1. ¹Department of Psychiatry, Brudnick Neuropsychiatric Research Institute, Worcester, MA, USA
2. ²Program in Neuroscience, University of Massachusetts Graduate School of Biomedical Sciences, Worcester, MA, USA
3. ³Department of Physiology and Pharmacology, Wake Forest University School of Medicine, Medical Center Boulevard, Winston-Salem, NC, USA
4. ⁴Department of Psychiatry, Vanderbilt University, Nashville, TN, USA

Correspondence: Dr S Akbarian, Associate Professor in Psychiatry, University of Massachusetts Medical School, Brudnick Neuropsychiatric Research Institute, 303 Belmont Street, Worcester, MA 01604, USA. Tel: +508 856 2674; Fax: +508 856 3937; E-mail: Schahram.Akbarian@umassmed.edu

Received 31 October 2007; Revised 21 January 2008; Accepted 21 January 2008; Published online 20 February 2008.

Abstract

Chromatin remodeling, including histone modification, is involved in stimulant-induced gene expression and addiction behavior. To further explore the role of dopamine D₁ receptor signaling, we measured cocaine-related locomotor activity and place preference in mice pretreated for up to 10 days with the D₁ agonist SKF82958 and/or the histone deacetylase inhibitor (HDACi), sodium butyrate.
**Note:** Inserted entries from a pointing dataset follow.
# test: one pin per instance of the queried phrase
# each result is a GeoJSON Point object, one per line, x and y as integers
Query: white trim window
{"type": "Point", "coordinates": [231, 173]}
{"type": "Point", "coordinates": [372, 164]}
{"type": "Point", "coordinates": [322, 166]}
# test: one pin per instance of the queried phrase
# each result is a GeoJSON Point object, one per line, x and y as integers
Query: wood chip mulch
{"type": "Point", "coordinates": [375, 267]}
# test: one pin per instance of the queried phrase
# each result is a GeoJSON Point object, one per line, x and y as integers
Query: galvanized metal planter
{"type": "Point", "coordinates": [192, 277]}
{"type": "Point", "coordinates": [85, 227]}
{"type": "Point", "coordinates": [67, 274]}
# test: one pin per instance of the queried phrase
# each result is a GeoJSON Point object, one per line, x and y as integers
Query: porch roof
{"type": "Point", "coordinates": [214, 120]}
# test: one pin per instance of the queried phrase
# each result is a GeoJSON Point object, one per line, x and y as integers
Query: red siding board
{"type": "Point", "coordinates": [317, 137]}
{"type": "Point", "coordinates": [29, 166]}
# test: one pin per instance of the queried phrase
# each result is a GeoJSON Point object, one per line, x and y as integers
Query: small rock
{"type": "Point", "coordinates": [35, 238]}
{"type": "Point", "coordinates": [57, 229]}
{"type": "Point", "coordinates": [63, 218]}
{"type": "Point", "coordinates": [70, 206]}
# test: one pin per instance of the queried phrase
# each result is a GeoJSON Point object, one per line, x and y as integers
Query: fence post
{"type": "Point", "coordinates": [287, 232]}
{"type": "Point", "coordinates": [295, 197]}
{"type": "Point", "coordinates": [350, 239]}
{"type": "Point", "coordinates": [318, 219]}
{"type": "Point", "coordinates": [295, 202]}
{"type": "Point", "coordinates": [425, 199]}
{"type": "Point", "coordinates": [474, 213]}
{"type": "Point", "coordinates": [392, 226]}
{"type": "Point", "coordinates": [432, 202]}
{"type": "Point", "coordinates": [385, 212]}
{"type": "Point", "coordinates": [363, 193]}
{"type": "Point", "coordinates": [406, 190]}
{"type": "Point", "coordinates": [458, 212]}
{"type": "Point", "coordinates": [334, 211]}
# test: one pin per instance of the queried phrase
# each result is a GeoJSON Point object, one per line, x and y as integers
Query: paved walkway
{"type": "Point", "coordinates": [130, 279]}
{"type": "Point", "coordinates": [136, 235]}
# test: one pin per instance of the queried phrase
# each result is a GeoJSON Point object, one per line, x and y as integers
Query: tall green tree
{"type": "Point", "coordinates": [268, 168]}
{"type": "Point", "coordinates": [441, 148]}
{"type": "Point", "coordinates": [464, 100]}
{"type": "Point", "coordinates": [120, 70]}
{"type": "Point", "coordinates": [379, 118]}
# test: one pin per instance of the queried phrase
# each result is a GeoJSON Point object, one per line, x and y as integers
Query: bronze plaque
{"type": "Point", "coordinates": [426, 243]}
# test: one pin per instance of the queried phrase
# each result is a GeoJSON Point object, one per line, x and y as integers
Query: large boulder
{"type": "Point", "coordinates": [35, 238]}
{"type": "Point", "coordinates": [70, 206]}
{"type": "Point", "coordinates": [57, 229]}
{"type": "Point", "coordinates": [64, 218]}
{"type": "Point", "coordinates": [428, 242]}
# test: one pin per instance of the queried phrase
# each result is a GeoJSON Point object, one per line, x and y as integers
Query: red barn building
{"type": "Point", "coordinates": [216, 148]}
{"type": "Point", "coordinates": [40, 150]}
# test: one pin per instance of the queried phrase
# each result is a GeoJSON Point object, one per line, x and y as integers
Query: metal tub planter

Cotreatment with D₁ agonist and HDACi significantly enhanced cocaine-induced locomotor activity and place preference, in comparison to single-drug regimens. However, butyrate-mediated reward effects were transient and only apparent within 2 days after the last HDACi treatment. These behavioral changes were associated with histone modification changes in striatum and ventral midbrain: (1) a generalized increase in H3 phosphoacetylation in striatal neurons was dependent on activation of D₁ receptors; (2) H3 deacetylation at promoter sequences of tyrosine hydroxylase (Th) and brain-derived neurotrophic factor (Bdnf) in ventral midbrain, together with upregulation of the corresponding gene transcripts after cotreatment with D₁ agonist and HDACi. Collectively, these findings imply that D₁ receptor-regulated histone (phospho)acetylation and gene expression in reward circuitry is differentially regulated in a region-specific manner. Given that the combination of D₁ agonist and HDACi enhances cocaine-related sensitization and reward, the therapeutic benefits of D₁ receptor antagonists and histone acetyl-transferase inhibitors (HATi) warrant further investigation in experimental models of stimulant abuse.